- Born: Felix Andrew Michael Uff 1994 (age 31–32) Ipswich, Suffolk, England
- Occupation: Actor
- Years active: 2022–present
- Television: EastEnders

= Felix Uff =

English actor (born 1994)

Felix Andrew Michael Uff (born 1994) is a British actor. After training at the Royal Central School of Speech and Drama, he went on to appear in series including Outlander and Amadeus, before joining the cast of BBC soap opera EastEnders in 2026 as Ryder Hawkins.

==Life and career==
Felix Andrew Michael Uff was born in 1994 in Ipswich, Suffolk and trained at the Royal Central School of Speech and Drama.
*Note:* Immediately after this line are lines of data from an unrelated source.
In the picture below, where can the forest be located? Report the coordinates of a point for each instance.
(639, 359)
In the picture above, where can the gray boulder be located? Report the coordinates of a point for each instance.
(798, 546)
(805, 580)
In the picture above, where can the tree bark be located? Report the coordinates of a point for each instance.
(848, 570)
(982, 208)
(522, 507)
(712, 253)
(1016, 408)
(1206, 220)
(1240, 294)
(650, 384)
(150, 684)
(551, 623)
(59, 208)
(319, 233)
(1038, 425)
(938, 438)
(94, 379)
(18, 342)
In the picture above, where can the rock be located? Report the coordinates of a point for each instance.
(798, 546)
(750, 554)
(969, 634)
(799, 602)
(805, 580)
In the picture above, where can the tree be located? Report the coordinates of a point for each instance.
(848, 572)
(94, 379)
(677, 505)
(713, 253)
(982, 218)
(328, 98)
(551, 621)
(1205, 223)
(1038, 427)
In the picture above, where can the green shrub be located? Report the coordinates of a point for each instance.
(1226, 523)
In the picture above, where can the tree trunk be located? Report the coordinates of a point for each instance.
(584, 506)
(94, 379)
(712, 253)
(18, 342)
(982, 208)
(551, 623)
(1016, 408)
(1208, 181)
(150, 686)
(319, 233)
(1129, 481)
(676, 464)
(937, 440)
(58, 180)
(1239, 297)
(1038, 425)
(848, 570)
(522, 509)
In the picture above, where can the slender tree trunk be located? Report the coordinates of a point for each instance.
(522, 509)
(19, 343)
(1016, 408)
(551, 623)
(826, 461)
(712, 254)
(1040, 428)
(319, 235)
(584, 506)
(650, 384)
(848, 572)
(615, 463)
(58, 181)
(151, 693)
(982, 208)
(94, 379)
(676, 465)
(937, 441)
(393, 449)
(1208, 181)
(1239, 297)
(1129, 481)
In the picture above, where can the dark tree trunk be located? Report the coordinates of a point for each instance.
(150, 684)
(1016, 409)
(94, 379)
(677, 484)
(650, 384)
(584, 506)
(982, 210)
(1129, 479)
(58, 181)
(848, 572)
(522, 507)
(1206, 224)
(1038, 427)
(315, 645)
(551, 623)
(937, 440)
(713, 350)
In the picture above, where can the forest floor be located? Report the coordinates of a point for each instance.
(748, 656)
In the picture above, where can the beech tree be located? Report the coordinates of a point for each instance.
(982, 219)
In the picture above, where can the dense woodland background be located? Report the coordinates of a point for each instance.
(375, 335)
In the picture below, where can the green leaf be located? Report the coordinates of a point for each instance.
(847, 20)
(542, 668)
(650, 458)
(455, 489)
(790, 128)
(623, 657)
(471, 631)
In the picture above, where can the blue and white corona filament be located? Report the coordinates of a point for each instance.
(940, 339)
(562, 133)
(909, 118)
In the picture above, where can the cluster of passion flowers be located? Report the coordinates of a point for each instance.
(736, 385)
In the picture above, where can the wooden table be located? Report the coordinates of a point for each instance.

After graduating, he appeared in an episode of the American crime drama FBI: International and voiced Danny Mouser in a BBC Radio 4 drama, About A Dog. In 2023, he appeared in an episode of Outlander. In 2024, he appeared as Henry, Prince of Wales in Royal Autopsy. In 2025, Uff had roles in an episode of the Netflix series Too Much, as well as the film 100 Nights of Hero. He also appeared in an episode of Witches of Essex as Matthew Hopkins and as Jürgen in two episodes of Amadeus. In 2026, he appeared in the film The Hunting Party as Harold McBrayer, and as Aidan in the short film Layby.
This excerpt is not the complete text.